Sur The Flares, on parle du futur. Pour moi, le SCS façon Black Mirror, celui où chacun note les autres, c’est le futur du totalitarisme. Une sorte de dictature sans dictateur. Il n’y a plus un homme ou un parti qui impose sa loi aux autres, c’est le peuple lui-même qui fabrique ses propres chaînes. Il n’existe pas encore officiellement, mais effectivement on en a déjà un embryon avec les réseaux sociaux et le politiquement correct qui y règne.
A mon avis, le SCS pose deux problèmes.
D’abord, sur le principe, il retire le rôle de contrôle à l’état pour le donner aux personnes qui nous entourent, ce qui est une incroyable régression. On en revient à l’époque d’avant le XXème siècle où c’est l’environnement social qui définissait (et limitait) les libertés individuelles en faisant pression sur l’individu. Par exemple, comment divorcer si cela entraine une réprobation unanime, la perte de vos amis et de votre travail ?
Ensuite, la justification d’un SCS, c’est de vérifier si les gens respectent une norme. Or qui fixe cette norme ? Si c’est le peuple via des élections, c’est normal, c’est la démocratie. Mais si c’est une minorité de militants via Facebook ou Twitter, c’est inacceptable.
Alors pour éviter cela, on fait quoi ? Je parle en occident bien sûr, puisqu’en Chine on s’achemine déjà vers le Big Brother de Georges Orwell ?

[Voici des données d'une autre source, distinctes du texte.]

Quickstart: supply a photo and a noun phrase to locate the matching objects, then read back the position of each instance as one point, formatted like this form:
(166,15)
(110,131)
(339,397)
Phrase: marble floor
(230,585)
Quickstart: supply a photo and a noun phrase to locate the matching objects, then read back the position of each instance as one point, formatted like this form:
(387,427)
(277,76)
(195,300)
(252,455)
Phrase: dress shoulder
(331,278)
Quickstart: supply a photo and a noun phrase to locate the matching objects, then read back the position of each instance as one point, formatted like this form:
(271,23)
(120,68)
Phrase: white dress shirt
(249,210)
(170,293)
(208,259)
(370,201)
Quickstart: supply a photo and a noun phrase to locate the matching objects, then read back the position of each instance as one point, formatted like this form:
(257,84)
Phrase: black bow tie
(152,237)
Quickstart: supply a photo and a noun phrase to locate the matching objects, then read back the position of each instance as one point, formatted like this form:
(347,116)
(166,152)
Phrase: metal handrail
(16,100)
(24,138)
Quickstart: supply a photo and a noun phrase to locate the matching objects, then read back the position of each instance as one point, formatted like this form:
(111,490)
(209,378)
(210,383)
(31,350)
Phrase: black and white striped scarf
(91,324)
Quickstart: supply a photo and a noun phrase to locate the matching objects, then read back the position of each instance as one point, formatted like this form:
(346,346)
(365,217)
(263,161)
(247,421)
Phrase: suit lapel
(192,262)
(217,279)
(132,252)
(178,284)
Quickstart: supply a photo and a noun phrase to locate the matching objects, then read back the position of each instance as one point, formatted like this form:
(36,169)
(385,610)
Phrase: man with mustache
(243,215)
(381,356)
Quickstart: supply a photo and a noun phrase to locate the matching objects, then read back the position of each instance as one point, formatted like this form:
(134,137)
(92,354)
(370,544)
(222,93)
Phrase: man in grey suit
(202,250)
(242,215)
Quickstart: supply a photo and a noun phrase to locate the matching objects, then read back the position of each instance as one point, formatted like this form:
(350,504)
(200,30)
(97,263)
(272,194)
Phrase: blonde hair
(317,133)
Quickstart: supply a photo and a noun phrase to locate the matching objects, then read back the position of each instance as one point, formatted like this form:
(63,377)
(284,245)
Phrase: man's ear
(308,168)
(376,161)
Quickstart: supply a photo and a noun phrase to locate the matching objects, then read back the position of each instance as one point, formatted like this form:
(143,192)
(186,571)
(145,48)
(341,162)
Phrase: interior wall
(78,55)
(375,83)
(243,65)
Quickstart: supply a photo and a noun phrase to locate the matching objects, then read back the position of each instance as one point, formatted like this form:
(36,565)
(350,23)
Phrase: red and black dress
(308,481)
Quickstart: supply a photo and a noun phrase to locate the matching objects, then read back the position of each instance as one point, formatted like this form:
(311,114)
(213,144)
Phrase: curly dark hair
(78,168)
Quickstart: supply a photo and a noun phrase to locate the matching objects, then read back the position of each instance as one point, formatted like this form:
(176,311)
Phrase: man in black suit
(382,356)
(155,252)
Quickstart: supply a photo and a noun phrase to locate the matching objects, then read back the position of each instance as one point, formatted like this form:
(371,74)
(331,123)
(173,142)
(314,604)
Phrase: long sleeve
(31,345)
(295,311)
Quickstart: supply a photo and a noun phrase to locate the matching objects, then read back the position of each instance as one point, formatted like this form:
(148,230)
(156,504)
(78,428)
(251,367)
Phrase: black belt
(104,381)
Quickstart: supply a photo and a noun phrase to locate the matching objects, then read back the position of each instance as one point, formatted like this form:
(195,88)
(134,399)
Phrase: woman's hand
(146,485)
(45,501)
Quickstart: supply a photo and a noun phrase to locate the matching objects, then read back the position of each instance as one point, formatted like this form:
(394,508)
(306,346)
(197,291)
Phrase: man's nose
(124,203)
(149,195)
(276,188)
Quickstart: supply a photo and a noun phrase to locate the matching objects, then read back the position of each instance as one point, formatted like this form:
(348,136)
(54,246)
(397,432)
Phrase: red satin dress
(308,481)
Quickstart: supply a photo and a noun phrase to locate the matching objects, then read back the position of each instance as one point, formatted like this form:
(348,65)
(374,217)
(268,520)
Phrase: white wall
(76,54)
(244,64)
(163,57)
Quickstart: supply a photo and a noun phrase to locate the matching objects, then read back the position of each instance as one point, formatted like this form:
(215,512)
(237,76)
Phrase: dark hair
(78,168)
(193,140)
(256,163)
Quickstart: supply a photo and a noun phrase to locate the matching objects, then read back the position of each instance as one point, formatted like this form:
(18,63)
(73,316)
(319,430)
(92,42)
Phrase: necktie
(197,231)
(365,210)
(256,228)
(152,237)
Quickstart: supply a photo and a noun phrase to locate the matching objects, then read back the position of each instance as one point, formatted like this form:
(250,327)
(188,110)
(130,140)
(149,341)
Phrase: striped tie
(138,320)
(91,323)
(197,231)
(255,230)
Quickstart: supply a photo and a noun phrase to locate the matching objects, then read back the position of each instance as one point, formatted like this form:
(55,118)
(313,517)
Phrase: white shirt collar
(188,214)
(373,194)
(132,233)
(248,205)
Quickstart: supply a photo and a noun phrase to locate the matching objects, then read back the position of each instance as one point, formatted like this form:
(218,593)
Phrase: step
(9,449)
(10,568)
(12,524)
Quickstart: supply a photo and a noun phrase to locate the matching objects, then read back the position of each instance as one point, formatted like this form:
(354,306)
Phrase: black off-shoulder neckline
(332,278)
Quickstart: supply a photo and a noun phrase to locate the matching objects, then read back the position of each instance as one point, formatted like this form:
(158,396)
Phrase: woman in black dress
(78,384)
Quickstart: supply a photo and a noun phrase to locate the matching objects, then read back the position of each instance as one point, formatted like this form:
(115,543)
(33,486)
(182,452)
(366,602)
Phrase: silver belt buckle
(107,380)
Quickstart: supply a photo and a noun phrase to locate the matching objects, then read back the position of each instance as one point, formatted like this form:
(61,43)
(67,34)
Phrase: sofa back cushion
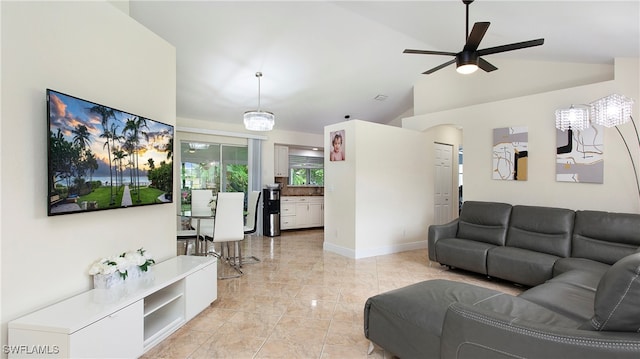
(616,304)
(541,229)
(484,221)
(605,237)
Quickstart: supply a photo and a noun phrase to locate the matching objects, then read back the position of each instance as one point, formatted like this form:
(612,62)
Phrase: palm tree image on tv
(102,158)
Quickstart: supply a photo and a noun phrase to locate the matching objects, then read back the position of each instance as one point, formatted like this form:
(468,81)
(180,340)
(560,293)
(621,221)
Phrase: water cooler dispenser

Cela passe par la défense de la liberté d’opinion et d’expression, la ré-affirmation du rôle central de l’état, le refus de celui de la communauté, et enfin l’interdiction de toute forme de censure. Sinon ceux qui critiquent le SCS seront interdits de parole, et Thomas Hobbes, qui disait que ‘l’homme est un loup pour l’homme’, aura eu raison une fois de plus.